Once the records are on the system they may have been relied on for clinical judgement. If something goes wrong the patient might not be able to show that they were given poor advice, care or treatment and equally the member of NHS healthcare staff might not be able to show that they did provide good advice, for example on the side effects of drugs. The record may also need to be preserved to make sense of subsequent treatment or care decisions. The record is archived and will not be available for routine clinical care.

27.  If a patient opts out after the records have been uploaded and wants to have their record deleted, will this be possible?

Yes, wherever possible. In the event that an SCR has been accessed, or should have been accessed, as part of someone's healthcare, the record needs to be kept, though not accessible for care, in case there was a subsequent investigation of the performance of a member of NHS healthcare staff or a dispute about the facts.

28.  Does the GMC recommend getting explicit consent from patients before uploading records to the SCR?

The following comments are based on advice NHS CFH have received from the GMC.

The GMC shares the broadly-held understanding of the law – that is, that there is no legal requirement to gain a patient's explicit consent before up-loading data to the SCR. It is our view that patients have the right (albeit qualified in some cases) to control how identifiable information about themselves is disclosed or accessed, but have no right to determine the form or place in which that information is stored.

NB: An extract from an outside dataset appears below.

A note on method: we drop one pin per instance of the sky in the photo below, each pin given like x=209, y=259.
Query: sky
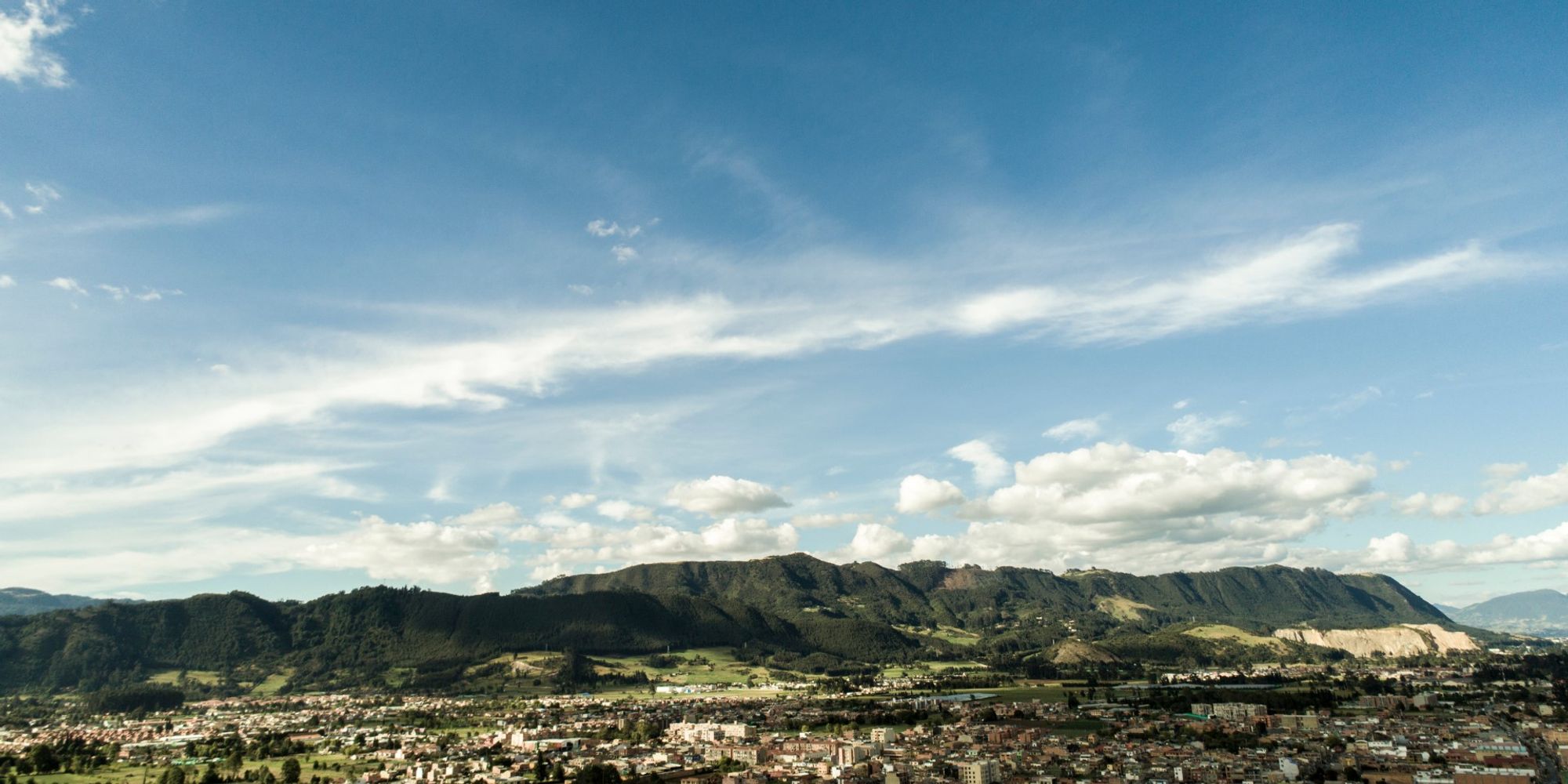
x=302, y=297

The revised consent model enables patients to consider and agree to data being accessed from the SCR for clinical as well as other purposes and is thus consistent with our guidance. For example, in paragraph 10 of GMC advice Confidentiality: Protecting and Providing Information (2004) we discuss sharing information within the healthcare team or with others providing care, on an 'implied consent' basis, but making clear that objections to disclosures within teams must be respected.

Paragraph 16 of the GMC advice Confidentiality: Protecting and Providing Information (2004) is intended to deal with wider administrative/management issues which are not directly necessary for supporting an individual patient's care.